In force
A-Ring hydroxylation as metabolic pathway for long term detection of steroids
Project description
Code: 17A24XD
The anabolic androgenic steroids (AAS) are prohibited in sports. They are included in the 2017 list of the World Anti-Doping Agency (WADA) as class S1. In the last years the anabolic agents accounted for most of the adverse analytical findings (AAF) in doping control (e.g. in 2015 50% of all ADAMS reported AAF). AAS undergo extensive metabolization, thus, urinary detection of a prohibited administration is mainly based on the detection of metabolites. As some steroids also occur naturally in the body, their uncoverage generally uses specific ratios, such as testosterone/epitestosterone (T/EpiT), androsterone/etiocholanolone (And/Etio), And/T, and 5α-/5β-androstane-3α,17β-diol (Adiol/Bdiol), that proved to be very stable in humans. Confirmation of the results generally require isotope ratio mass spectrometry. As confirmation is very elaborate and cost intense some minor metabolites came into the focus of anti-doping scientists to increase the efficiency of screening procedures. For the improved detection of an exogenous administration of androstenedione the usefulness of the A- or B-ring hydroxylated metabolites 4-hydroxy-androstenedione, 6z-hydroxy-androstenedione was reported. As already published 2β- and 15β-hydroxylation also occurs in testosterone metabolism with ~10% and 4% of the rate of the most dominant hepatic microsomal 6β-hydroxylation. Furthermore, it was demonstrated that the use of 2- and 4-hydroxyandrostenedione may serve as long term marker of an androstenedione administration. The metabolic generation could be confirmed by in-vitro experiments upon incubation with CYP1A2 and CYP1B1. No reports on the metabolic hydroxylation of androgens by CYP1A2 or by CYP1B1 are found in literature so far. The objective of the project is to further investigate the suitability of A-ring hydroxylation for long-term detection of endogenously occurring androgens and to extent the preliminary investigations to other prohibited steroids.
Main Findings
The hydroxylation pathway in vivo and/or in vitro studies for Testosterone (T), 4-androstenedione (AED), 19-norandrostenediol (NAD) and Methyltestosterone (MT) was investigated.

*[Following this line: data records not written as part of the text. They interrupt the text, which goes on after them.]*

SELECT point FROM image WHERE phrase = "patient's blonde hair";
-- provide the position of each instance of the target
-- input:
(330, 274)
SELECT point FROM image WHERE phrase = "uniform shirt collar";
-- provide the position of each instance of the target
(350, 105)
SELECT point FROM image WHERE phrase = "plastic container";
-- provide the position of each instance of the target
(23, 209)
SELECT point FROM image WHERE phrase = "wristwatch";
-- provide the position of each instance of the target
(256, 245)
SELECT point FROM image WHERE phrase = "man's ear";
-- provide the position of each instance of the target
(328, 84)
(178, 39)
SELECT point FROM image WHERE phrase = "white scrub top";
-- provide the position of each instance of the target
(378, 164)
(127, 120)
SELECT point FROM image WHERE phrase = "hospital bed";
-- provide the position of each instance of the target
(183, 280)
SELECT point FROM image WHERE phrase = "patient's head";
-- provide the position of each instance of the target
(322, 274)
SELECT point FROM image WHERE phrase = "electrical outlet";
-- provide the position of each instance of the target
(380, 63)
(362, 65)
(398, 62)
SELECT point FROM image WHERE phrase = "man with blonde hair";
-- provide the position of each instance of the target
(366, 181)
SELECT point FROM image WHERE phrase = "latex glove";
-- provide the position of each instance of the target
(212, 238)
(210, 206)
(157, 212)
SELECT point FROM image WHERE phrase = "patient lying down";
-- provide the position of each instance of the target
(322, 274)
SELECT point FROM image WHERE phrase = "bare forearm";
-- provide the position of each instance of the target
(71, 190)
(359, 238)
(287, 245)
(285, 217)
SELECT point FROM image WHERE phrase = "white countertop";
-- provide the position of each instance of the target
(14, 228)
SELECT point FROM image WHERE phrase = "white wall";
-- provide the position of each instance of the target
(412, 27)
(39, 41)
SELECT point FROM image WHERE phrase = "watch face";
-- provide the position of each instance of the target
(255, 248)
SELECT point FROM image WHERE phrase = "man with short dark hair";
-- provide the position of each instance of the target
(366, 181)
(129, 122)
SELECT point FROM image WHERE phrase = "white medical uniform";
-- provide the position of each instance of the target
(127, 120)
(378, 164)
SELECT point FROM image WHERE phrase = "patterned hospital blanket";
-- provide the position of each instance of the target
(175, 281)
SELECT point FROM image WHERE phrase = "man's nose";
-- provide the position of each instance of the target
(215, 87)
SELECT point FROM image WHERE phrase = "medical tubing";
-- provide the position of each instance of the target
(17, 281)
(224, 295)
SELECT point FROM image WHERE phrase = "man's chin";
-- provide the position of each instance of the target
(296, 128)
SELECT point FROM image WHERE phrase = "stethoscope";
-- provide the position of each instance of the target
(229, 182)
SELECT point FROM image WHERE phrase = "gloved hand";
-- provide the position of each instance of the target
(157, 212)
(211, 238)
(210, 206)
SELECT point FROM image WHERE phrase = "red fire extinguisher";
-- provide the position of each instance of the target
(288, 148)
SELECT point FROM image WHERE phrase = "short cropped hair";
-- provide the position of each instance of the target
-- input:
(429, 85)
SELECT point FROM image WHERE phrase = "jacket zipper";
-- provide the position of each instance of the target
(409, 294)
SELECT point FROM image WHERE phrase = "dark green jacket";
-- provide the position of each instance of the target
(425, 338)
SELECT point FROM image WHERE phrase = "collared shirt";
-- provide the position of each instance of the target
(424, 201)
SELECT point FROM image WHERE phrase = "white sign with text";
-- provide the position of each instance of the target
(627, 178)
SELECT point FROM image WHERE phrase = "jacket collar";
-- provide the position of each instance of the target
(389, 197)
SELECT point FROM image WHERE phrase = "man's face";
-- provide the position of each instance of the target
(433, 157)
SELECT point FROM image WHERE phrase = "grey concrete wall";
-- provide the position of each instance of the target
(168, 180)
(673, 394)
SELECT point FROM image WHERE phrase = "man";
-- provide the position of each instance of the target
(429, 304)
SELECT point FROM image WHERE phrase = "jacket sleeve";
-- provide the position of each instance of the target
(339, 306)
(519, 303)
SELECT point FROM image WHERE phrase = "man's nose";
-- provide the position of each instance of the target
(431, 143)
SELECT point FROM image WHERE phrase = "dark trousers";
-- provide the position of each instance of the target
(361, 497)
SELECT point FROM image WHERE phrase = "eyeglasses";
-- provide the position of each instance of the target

Samples collected after the administration of T showed the presence of 6-OH-T according to an oral administration, but its concentration gave no additional information different to that already known (parameters of the steroid profile). On the other hand, the formation in vivo and in vitro of hydroxylated metabolites of AED, NAD and MT in position 4 allowed the formation of Formestane, Oxabolone and Oxymesterone respectively. Although the formation of these metabolites were significant (in some cases) and easily detectable, any of them showed a detection window longer that those metabolites known for AED (T/E ratio and others steroid profile parameters), NAD (19-norandrosterone, and 19-noretiocholanolone) and MT (5α and 5β reduced metabolites). Nevertheless, a special attention have to be paid when a sample with these compounds is reported, because under these circumstances a concomitant abuse of AED-formestane, NAD-oxabolone or MT-oxymetholone could be misinterpreted reported by the laboratory. Only for AED the 2-hydroxylation demonstrated an added value extending the suspicion of an AED administration based on an extended steroid profile.